What dead people?
The government's atrocious use of data is a core reason people don't trust it
Elon Musk was outraged. Soon after he arrived in Washington, pledging to root out two trillion dollars in fraud, waste, and abuse, someone told him that the Social Security Administration (SSA) was paying millions and millions of dead people. He immediately took to X to tweet memes and exaggerations. “Maybe Twilight is real and there are a lot of vampires collecting Social Security,” quipped Musk in one of his many tweets on the topic.
Now, to fact-check, the real figure is not millions and millions, but about 89,000. 89,000 people aged 99 or older actually received benefits from Social Security in 2024. So why was Elon Musk told the number was an order of magnitude higher? Well, that mystery became the topic of several social media news cycles during which the Internet hypothesized about the causes of the alarming figure and then eviscerated the hypothesizers. Some posited that the culprit was the COBOL programming language Social Security uses. Specially, that it defaults to an “epoch” date of May 20, 1875, making anyone who’s birthday was unknown default to being 150 years old in 2025. But that was quickly debunked by COBAL experts deriding the theory in profanity-laced tweets and blogs as bullshit, stating that COBOL does not, in fact, have a default epoch date.
The real story is less sexy. As the SSA Inspector General (IG) reported in 2023, Social Security officials have mostly been lazy about updating death data for really old people, since they are no longer alive, they are not getting any benefits, and they didn’t think cleaning up this data was a priority (note that SSA automatically stops paying anyone whose birthdate makes them aged 115 or older). The IG found about 19 million people who have dates of birth in 1920 or earlier but no corresponding death information on their Social Security record. The IG told SSA they should update the data, so it is accurate, which is more important today given the rise of criminals monetizing stolen identities, but they mostly didn’t (they added death dates to about 1 in 6 records in which the auditors found were missing the information), citing resource constraints. The fact that people born before 1920 have no corresponding death dates in the database does not mean they are receiving social security benefits. It means SSA is very bad a record keeping and its data is unreliable.
On May 23, 2025, DOGE announced that it had finished this “major cleanup initiative: ~12.3M individuals aged 120+ have now been marked deceased.” As the Washington Post fact-checker pointed out, the post was carefully worded. It did not claim that 12 million people had received benefit payments, just that they had been marked deceased. Essentially, DOGE implemented the SSA IG’s recommendation.
Michelle Anderson, SSA’s acting IG, will be pleased to take this accomplishment. But, it must be stated, the many, many people who have taken to X to deride the government for paying millions of dead people illustrates how bad record keeping can translate into a PR nightmare for the government and contribute to the narrative of government ineptitude.
But, on the topic of government ineptitude…
Another public airing of grievances about the data Social Security maintains on dead people played out around the same time, but this one is truly alarming. Elon Musk’s education on Washington included a lesson in another dataset called Do Not Pay. Do Not Pay is really a collection of datasets that contain information on people who, as the name implies, should not be paid. These include people who have been convicted of financial crimes, people who have been debarred, people in serious arrears on their tax debts, and… people who are dead. Obviously.

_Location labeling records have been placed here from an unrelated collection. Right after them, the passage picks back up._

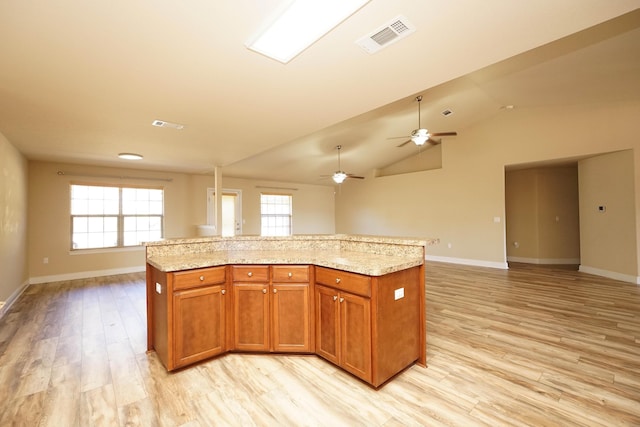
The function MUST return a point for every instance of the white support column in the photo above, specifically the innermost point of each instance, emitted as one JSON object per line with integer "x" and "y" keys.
{"x": 217, "y": 173}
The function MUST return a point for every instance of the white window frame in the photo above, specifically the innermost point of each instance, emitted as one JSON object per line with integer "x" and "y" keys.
{"x": 121, "y": 217}
{"x": 275, "y": 223}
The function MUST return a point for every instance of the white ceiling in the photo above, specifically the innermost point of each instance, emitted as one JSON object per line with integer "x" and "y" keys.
{"x": 81, "y": 81}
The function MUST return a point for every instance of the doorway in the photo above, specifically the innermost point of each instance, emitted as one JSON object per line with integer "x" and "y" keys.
{"x": 230, "y": 209}
{"x": 542, "y": 214}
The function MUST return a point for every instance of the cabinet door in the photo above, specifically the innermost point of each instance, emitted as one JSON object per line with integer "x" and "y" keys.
{"x": 199, "y": 324}
{"x": 251, "y": 315}
{"x": 355, "y": 335}
{"x": 290, "y": 317}
{"x": 327, "y": 324}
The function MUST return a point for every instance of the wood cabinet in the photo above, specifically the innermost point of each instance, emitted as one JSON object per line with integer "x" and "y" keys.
{"x": 271, "y": 308}
{"x": 343, "y": 330}
{"x": 188, "y": 311}
{"x": 369, "y": 326}
{"x": 291, "y": 309}
{"x": 199, "y": 324}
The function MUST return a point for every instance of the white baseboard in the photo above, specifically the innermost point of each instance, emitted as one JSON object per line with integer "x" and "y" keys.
{"x": 85, "y": 275}
{"x": 13, "y": 298}
{"x": 550, "y": 261}
{"x": 610, "y": 274}
{"x": 465, "y": 261}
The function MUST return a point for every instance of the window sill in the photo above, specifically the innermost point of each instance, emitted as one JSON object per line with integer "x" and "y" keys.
{"x": 106, "y": 250}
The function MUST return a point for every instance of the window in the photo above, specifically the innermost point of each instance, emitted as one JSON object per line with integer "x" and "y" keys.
{"x": 275, "y": 210}
{"x": 110, "y": 217}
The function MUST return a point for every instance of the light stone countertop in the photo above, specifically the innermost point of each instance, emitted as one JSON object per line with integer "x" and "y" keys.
{"x": 355, "y": 262}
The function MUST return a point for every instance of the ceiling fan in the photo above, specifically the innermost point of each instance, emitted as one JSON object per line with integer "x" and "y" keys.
{"x": 340, "y": 176}
{"x": 421, "y": 135}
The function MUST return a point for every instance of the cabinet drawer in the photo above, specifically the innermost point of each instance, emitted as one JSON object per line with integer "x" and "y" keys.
{"x": 350, "y": 282}
{"x": 250, "y": 273}
{"x": 290, "y": 273}
{"x": 199, "y": 277}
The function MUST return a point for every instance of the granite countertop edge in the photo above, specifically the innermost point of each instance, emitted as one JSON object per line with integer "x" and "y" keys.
{"x": 350, "y": 261}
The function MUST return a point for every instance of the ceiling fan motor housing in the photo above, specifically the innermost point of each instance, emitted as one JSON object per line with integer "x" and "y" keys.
{"x": 420, "y": 136}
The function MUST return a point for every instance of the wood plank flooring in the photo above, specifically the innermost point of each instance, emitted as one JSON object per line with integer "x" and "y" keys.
{"x": 531, "y": 346}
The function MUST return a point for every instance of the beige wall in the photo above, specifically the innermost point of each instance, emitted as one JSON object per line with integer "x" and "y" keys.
{"x": 608, "y": 237}
{"x": 49, "y": 219}
{"x": 13, "y": 220}
{"x": 458, "y": 203}
{"x": 185, "y": 207}
{"x": 542, "y": 215}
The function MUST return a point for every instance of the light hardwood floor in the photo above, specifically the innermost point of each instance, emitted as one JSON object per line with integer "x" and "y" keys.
{"x": 530, "y": 346}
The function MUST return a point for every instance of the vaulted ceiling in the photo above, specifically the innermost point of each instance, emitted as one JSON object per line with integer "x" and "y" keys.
{"x": 82, "y": 81}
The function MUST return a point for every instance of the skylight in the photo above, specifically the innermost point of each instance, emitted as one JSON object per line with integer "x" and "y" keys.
{"x": 300, "y": 24}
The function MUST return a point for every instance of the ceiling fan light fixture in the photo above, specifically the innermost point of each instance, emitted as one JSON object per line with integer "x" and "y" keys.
{"x": 339, "y": 177}
{"x": 420, "y": 136}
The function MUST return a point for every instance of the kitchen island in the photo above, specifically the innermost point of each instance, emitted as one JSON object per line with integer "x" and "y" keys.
{"x": 356, "y": 301}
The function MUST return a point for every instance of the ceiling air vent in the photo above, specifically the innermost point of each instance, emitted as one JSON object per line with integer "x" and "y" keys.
{"x": 394, "y": 30}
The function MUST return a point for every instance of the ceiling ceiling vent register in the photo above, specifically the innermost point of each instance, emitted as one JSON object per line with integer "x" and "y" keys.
{"x": 391, "y": 32}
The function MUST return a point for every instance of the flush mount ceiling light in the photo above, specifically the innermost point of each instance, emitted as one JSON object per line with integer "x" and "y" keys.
{"x": 163, "y": 124}
{"x": 130, "y": 156}
{"x": 299, "y": 24}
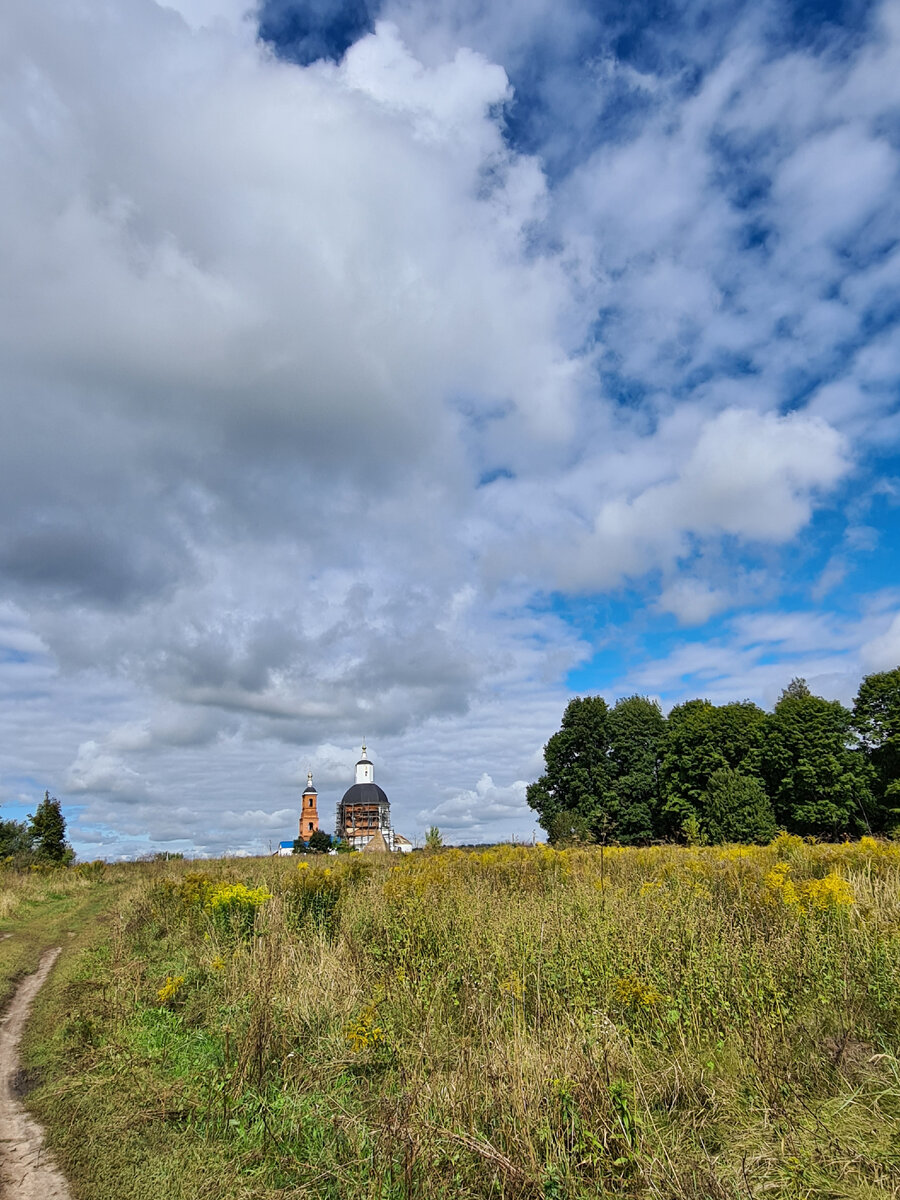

The Do Not Pay system contains databases with information on all these categories of people, with one glaring exception: people who are dead. The comprehensive dataset on dead people maintained by the Social Security Administration is known as the Full Death Master File. This dataset—the dataset that includes who in America is dead—was unavailable to the Treasury’s Do Not Pay system until a special act of Congress gave the Department of Treasury, who maintains the Do Not Pay dataset, this access in 2021. And even then, the law only gave Treasury access to this data temporarily.
To understand how broken the data system is in Washington, one need only consider the fact that while it has been obvious that dead people should not receive checks from the government for some time—arguably since the government began paying anyone for anything— it was not until late 2021 that the Treasury Department got access to death data to check to see if someone was dead before sending them a check.
In January 2025, Treasury announced it had prevented and recovered more than $31 million in fraud and improper payments during a five-month pilot with the SSA Full Death Master File. And yet still, Treasury doesn’t have permanent access to this data. That will require another act of Congress and hours of work developing arguments for why Congress should pass this Act.
It’s not hard to see why people shake their heads at how government works.